The scientists in the group talked about life as though it had a personality. Life, one of them said, invented photosynthesis to store the energy from the sun. From this beginning all else follows — the regulated health of the planet that made it possible for humans to evolve in a brief moment of geological time, between the last ice age and the present.

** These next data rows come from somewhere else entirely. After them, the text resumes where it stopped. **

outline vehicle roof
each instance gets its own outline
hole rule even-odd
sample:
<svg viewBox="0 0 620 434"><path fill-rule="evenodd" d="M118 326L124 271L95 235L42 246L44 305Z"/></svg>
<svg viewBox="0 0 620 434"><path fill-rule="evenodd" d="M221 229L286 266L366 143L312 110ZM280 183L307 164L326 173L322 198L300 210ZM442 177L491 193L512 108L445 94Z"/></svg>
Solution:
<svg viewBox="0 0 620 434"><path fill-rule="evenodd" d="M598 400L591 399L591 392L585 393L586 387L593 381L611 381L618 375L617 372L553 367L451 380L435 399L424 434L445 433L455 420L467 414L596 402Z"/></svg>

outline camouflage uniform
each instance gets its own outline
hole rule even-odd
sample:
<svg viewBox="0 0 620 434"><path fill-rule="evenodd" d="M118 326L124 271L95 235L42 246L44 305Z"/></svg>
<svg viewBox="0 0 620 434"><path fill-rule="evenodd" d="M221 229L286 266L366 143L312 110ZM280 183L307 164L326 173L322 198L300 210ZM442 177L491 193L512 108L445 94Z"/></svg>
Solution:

Greenland tells the story of life on Earth in other ways. The ice cap is a detailed record of the Earth’s atmosphere that goes back 100,000 years. The Ilulissat ice fjord is one of the pulses that scientists are taking to diagnose the fever that is gripping Greenland. What they are finding is full of omens. High up on the ice cap they probe the moulins — the deep holes that have appeared in the glaciers, internal cataracts that accelerate the melting of the ice, eating it out from inside. Greenland’s ice cap is roaring with internal torrents, dripping and running, melting and dissolving. Since the summer of 1992, when teams of scientists extracted two complete ice-core samples from its summit, they have been able to study the climate record for the last 100,000 years, through the Holocene and the last glaciation to the previous interglacial, reading the mix of gases in the ice bubbles that track the cooling and warming of the planet. What they have found has revolutionized their understanding of climate: instead of a pattern of gradual change, they have learned that the story of the Earth’s climate has been punctuated by sudden shifts from warm to cold, abrupt and unexplained reversals, some happening in the course of a few years. It does not matter to life on the planet, but it matters a great deal to human beings, who have built their complex societies within dangerously narrow boundaries of tolerance.
The oceanographers, the Arctic scientists, the ice specialists, the biologists and botanists voice their growing alarm at the catalogue of unusual events — the unprecedented Arctic winter temperature shifts that leave reindeer herds pawing at sheet ice unable to reach the lichens on which they feed, the plagues of insects that can strip a boreal forest in a season, the alterations in animal migration patterns and, above all, the gathering pace of the thaw. Bob Corell, an American scientist who studies the ice cap, has watched the Sermeq Kujalleq glacier double its speed in the last ten years. ‘Seven per cent of the ice that leaves Greenland comes from here,’ he said. ‘Ten years ago the glacier was moving at three to four kilometres a year. By 2003 it was measured at eight kilometres a year. The ice is more permeable than we thought, and the glacier is melting from within. It’s sitting on water now and it is speeding up.’ The pace of melting is causing the scientific literature to be rewritten. ‘We didn’t used to believe that ice could permeate all the way down a glacier,’ he said. ‘Glacial earthquakes are increasing, and now we think that this might destabilize the lower slopes. It could collapse very suddenly.’